White Whale Bookstore is just a little fish swimming in a big pond that includes leviathans like Amazon.

The beloved Bloomfield bookseller isn’t content with being a guppy and is expanding to take over the adjacent storefront at its location at 4754 Liberty Ave. This will give the shop a total of about 3,500 square feet of space.

The 5-year-old bookstore has been planning to expand for at least two years, but like a good story, there were some unexpected plot twists along the way.

“We had thought that we were outgrowing our current space, like leveling off in terms of capacity — being able to fit enough books in to increase our profits,” says Jill Yeomans, who owns the store with her husband Adlai.

When the pandemic happened, expansion plans were put on hold and it was all about survival for a while.

Then, last summer, the owners say they were approached by McCaffery, which was looking for a bookstore as part of its redevelopment of the massive Terminal building in the Strip District. The real estate developer eventually chose Posman Books, a chain from New York City that also includes an ice cream shop.

“And, of course, that sort of imploded,” says Yeomans. “But we put in all of the work for that idea — we’d already done all upfront work in terms of, you know, budgeting out a loan, and figuring out what would work in terms of style and expanding our book selection.

“And then, very luckily, right after that Strip Terminal fell through, our current landlord approached us about expanding into the space next door. He had been planning to put a taproom in for his business, and after putting a lot of work in there just decided it wasn’t the right time for him. And so, before putting it on the open market, he gave us first dibs on it.”

It’s a beautiful storefront in a 19th-century commercial building along one of Pittsburgh’s most popular pedestrian thoroughfares.

White Whale Bookstore in Bloomfield.

Soon, there will be room for more of everything.
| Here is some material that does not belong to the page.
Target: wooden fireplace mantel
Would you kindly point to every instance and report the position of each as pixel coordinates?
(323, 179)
White Whale plans on expanding its popular poetry section to make room for (books of) plays, and “genre fiction” like fantasy, romance and science fiction.

“We’ve had a couple of shelves dedicated to a Pittsburgh focus before now,” says Yeomans. “And now there will be a whole case, if not two cases, that are just books about Pittsburgh or by Pittsburgh writers.”

You would think that the ease and selection of Amazon combined with the pandemic would have killed off the small, local bookstore by now, but you’d be wrong.

“We’ve actually seen a ton of growth in the last five years,” says Yeomans. “You know, when everyone was telling us Amazon is going to be the death of small bookstores, we instead, have seen many more opening and the ones that are open doing pretty well. So I’m not scared of Amazon.”

The key, notes Yeomans, is that you’re not getting an algorithm to pick out books for you — you’re getting a person.

“It’s about being able to actually talk with people and get a sense for what they might like, and maybe introduce them to stuff that an algorithm wouldn’t suggest for them,” says Yeomans. “We are trying to do something personal and small and familiar and intimate, and I don’t think Amazon can do that.”

White Whale will be expanding into the space on the right. Photo courtesy of White Whale Bookstore.

Yeomans and her husband met in the publishing world in New York City. His best friend was from Pittsburgh, so they visited the city a lot and fell in love with it. When they were looking to get out of “the big, big city,” Pittsburgh beckoned.

They weren’t looking to start a bookstore, but it was something the city was lacking at the time (2010).

“When we moved here, there wasn’t a single bookstore selling only new books,” says Yeomans. “I think Barnes & Noble (school bookstore) at Duquesne was it. There were a couple that popped up shortly after — in fact, Classic Lines ended up opening 18 months before we did. There just weren’t a lot, and we were coming from New York City, where there are bookstores in almost every neighborhood.”

When Lesley Rains put East End Book Exchange (which was primarily used books) up for sale, the Yeomans decided to jump in.